«Fashion Hero» Traumjob Einkäufer? So sieht die Realität aus

Die Nachwuchs-Designer in der TV-Show «Fashion Hero» wollen ihre Kollektionen unter die Leute bringen - drei Einkäufer entscheiden über deren Erfolg und Scheitern: Geben sie ein Angebot ab, gehen die Kleider im besten Fall schon am nächsten Tag über den Ladentisch. Shoppen als Beruf? Das klingt nach einem Traumjob! SI online hat nachgehakt.
Fashion Hero Einkäufer mit Model
© ProSieben

«Fashion Hero» lässt Designer-Träume wahr werden. In Wirklichkeit wird mehr gekämpft.

Schneller ans Ziel als bei «Fashion Hero» kommt kaum ein Designer. Heute wird die Kollektion präsentiert, morgen ist sie vielleicht schon ausverkauft! In der Show um Claudia Schiffer werden die Nachwuchs-Designer nicht nur gefördert, sie bekommen auch die einmalige Chance, ihre mühsam, über Monate geschaffene Kleidung gleich zu verkaufen - nämlich an Karstadt, ASOS oder s.Oliver. Deren Einkäufer werfen mit Beträgen bis in die Hunderttausender um sich. Gefällt Form und Design der auf einem Laufsteg präsentierten Entwürfe, geben sie das Angebot ab. Als wäre ihr Job nichts anderes, als in den ersten Reihe der Fashionshows zu sitzen und nach Lust und Laune zu shoppen. Ein echter Traum, oder?

«Das Business ist tough», stellt Caroline Casanovas im Gespräch mit SI online klar, «aber absolut spannend.» Die 30-Jährige arbeitet seit über drei Jahren als Einkäuferin bei der Warenhausgruppe Manor. Ebenso schnelllebig wie herausfordernd sei die Fashionwelt. «Man muss reaktiv und mutig, aber gleichzeitig kalkuliert handeln», weiss Casanovas. Konkrete Zahlen möchte sie keine nennen: Die Konkurrenz hält schliesslich Augen und Ohren immer offen. Dass die Realität sich stark von der Show unterscheidet - daraus macht sie aber kein Geheimnis.

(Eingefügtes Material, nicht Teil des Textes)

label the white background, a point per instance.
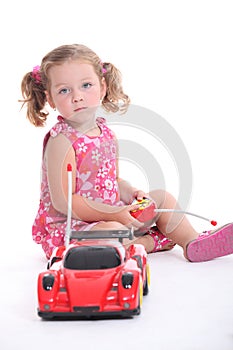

Der Warenhauskette steht beispielsweise eine Agentur in Paris mit Ideen zur Seite. Was ist angesagt, wie sehen die Trends aus und wie lassen sich die auf die eigene Marke zuschneiden? So viel Entscheidungskraft wie bei «Fashion Hero» haben die Einkäufer also nicht. Geschäftsreisen führen zwar auch zu Modemessen- und Shows, die Richtung der Kollektionen ist aber mehr oder weniger gesetzt. Steht das Konzept, setzen sich hauseigene Designer ans Werk. Erfahrung und Ideenreichtum braucht es, um bei einem grossen Warenhaus wie Manor mitzudesignen, sagt Casanovas. Anschliessend werden die Entwürfe in die Produktion gegeben - unter anderem nach China, Indien, in die Türkei und inzwischen auch nach Europa. «Dann setzen wir uns vor Ort an den Tisch und verhandeln.» Von der Idee bis zum fertigen Kleidungsstück vergeht ungefähr ein Jahr.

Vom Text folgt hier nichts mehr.